- Origin: Warsaw
- Genres: Hip hop
- Years active: 2000–present
- Labels: BMG Poland, Prosto
- Members: Sokół Jędker DJ Deszczu Strugi
- Website: www.prosto.pl

= WWO =

Polish hip hop group

WWO is a Polish hip hop group. The letters in the group's name originally stood for W Witrynach Odbicia.

The two members of the group which originally started the underground project, which was WWO ("W Witrynach Odbicia" - "Shopping windows reflections") or ("W Wyjatkowych Okolicznosciach" - "In exceptional circumstances"), were: Sokół and Jędker (rapper) establishing themselves underground in 1996 releasing singles like 'Flippery' and 'Kolenda' which were made on tape and sold underground. The group claim these singles were made purely for themselves, for their own pleasure and enjoyment of hip-hop. WWO is part of a wider crew called ZIP skład, the members of which are: Jędker, Sokół, Pono, Felipe, Mieron, Jaźwa, Ward, Koras and Fu. WWO's first album release was called "Masz i Pomyśl". In that album featured 600V, Włodi and Pele from Molesta, Deszczu Strugi, and the rest of ZIP Skład. After this album the group came into conflict with their record label "BMG Poland" and for legal reasons could no continue producing under their current name. They had a choice: either give up entirely or continue under a different name. Thus is December 2001 WWO ("W Witrynach Odbicia") ceased to exist and the group continued under their new name "W Wyjątkowych Okolicznościach". In this group Deszczu Strugi joined the other two members, mentioned above. He has been acclaimed as arguably one of the best hip-hop DJs in Poland. He has also performed for various other Polish hip-hop groups such as Mor W.A. and TrzyHa.
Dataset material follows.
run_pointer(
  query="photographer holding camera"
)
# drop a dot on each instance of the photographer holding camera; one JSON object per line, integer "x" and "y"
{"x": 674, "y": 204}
The first album of WWO was published by BMG. Sokół became the co-owner of Prosto Music Label and Prosto Clothing. The new group then released their second album in October 2002 titled "We Własnej Osobie". Their best-known hits include "Nie bój się zmiany na lepsze", "Sen", "Każdy ponad każdym" or "Damy radę". Their texts are in Polish. The two latest albums were both released in late 2005, titled "Witam Was w Rzeczywistości" and "Życie Na Kredycie".

After they stopped to recording together as WWO, Jędker dropped his solo album "Czas na prawdę", DJ Deszczu Strugi became the owner of the famous Otrabarwa Studio in Warsaw Poland, and Sokół recorded two albums with another ZIP Sklad member Pono, and two with lady singer Marysia Starosta.

==Discography==

| Title | Album details | Peak chart positions | Sales | Certifications |
POL
| Masz i pomyśl | Released: September 6, 2000; Label: BMG Poland; Formats: CD; | 13 | POL: 25,000+; |  |
| We własnej osobie | Released: October 28, 2002; Label: Prosto; Formats: CD, digital download; | 8 |  |  |
| Witam was w rzeczywistości | Released: November 15, 2005; Label: Prosto; Formats: CD, digital download; | 12 | POL: 15,000+; | POL: Gold; |
| Życie na kredycie | Released: November 15, 2005; Label: Prosto; Formats: CD, digital download; | 18 | POL: 15,000+; | POL: Gold; |
"—" denotes a recording that did not chart or was not released in that territory.